Panno Lancia, quella classe dimenticata.

Se Lancia sino a qualche anno fa era catalogata da Fiat come Brand premium di lusso, lo si deve sopratutto alla filosofia che Vincenzo Lancia diede al brand torinese sin dalla sua nascita: una vettura Lancia doveva avere un aspetto signorile; le attenzioni che si davano alla qualità della vettura (intesa come qualità di assemblaggio e livello di affidabilità) dovevano essere di primaria importanza; “In fondo con le automobili non c’è che una cosa che conti: la qualità” diceva Censin. Il fondatore pensava poi che il partecipare a competizioni automobilistiche non doveva essere necessariamente una priorità fondamentale nel mandare avanti un’azienda come la sua.
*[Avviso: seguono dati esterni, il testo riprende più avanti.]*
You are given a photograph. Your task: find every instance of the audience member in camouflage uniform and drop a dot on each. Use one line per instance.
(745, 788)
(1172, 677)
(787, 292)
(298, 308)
Altri due elementi fondamentali in una Lancia dovevano essere le raffinatezze ingegneristiche e la scelta del materiali.

Dall’acquisizione della Lancia da parte di Fiat, si è avuta però una “snaturalizzazione”nella filosofia del Brand torinese (escludendo l’elemento delle raffinatezze ingegneristiche, almeno fino alla fine degli anni 90). I numerosi casi di ruggine e di precaria affidabilità presenti nelle Lancia esportate in Inghilterra (ma non solo) danneggiarono l’illustre immagine che il Brand ottenne negli anni addietro. Cito infatti una vignetta degli inizi anni 90 che ritraeva un meccanico seduto fuori dalla sua officina dall’aria affranta, dicendo tra sé e sé: “Buon lavoro per me, se non fossero tutte Lancia!”
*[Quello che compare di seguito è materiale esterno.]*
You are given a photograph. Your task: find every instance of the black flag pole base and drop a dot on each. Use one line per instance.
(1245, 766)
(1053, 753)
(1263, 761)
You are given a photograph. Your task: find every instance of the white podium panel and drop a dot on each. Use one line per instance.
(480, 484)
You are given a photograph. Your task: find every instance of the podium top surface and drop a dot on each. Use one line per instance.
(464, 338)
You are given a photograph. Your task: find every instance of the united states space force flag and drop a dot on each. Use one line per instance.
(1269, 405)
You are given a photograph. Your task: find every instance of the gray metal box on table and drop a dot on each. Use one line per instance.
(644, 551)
Anche nell’impiego dei materiali si fece un passo indietro, ed è qui che voglio soffermarmi. Il Panno Lancia, ad esempio, fu abbandonato a favore dell’Alcantara.

Quest’ultimo materiale di origini giapponesi, non ne eguagliava la qualità e l’esclusività del primo. Restato un’unicità di Lancia per quasi 10 anni (dal 1983 al 1992) e, tutt’ora in uso, non possiede un requisito fondamentale per essere reputato un materiale veramente di lusso: l’assenza di artigianalità.
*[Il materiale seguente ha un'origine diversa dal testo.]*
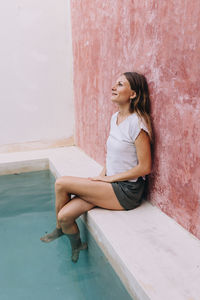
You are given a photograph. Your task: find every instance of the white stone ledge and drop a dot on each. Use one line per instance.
(155, 257)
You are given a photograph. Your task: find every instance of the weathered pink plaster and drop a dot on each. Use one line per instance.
(162, 40)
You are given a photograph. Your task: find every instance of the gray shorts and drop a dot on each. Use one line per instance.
(130, 194)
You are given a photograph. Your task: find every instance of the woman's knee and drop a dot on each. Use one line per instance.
(60, 183)
(64, 217)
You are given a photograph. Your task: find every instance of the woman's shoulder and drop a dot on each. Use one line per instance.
(138, 122)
Il Panno Lancia era infatti esattamente l’opposto dell’Alcantara: nato negli anni 20 per volere di Vincenzo Lancia, questa lana veniva prodotta inizialmente nel Nord dell’Inghilterra in alcuni esclusivi stabilimenti di tessitura, per poi più tardi essere presente anche in alcune filature del Piemonte.

 La particolarità del “Panno Lancia” era il suo costo elevato, dato dalla scelta di lane di primissima qualità, scelte dall’azienda torinese. Queste coniugavano la resistenza allo sfregamento con la morbidezza e la “vivibilità”, in termini di capacità di traspirazione.

Disponibile inizialmente in quattro colorazioni (tra cui un sofisticato azzurrino), verranno poi ridotte in due colori: il classico grigio e un beige tenue. Il panno Lancia verrà poi sellato nei punti di giunzione con sottili, ma robusti, “cannelli” in colore più scuro.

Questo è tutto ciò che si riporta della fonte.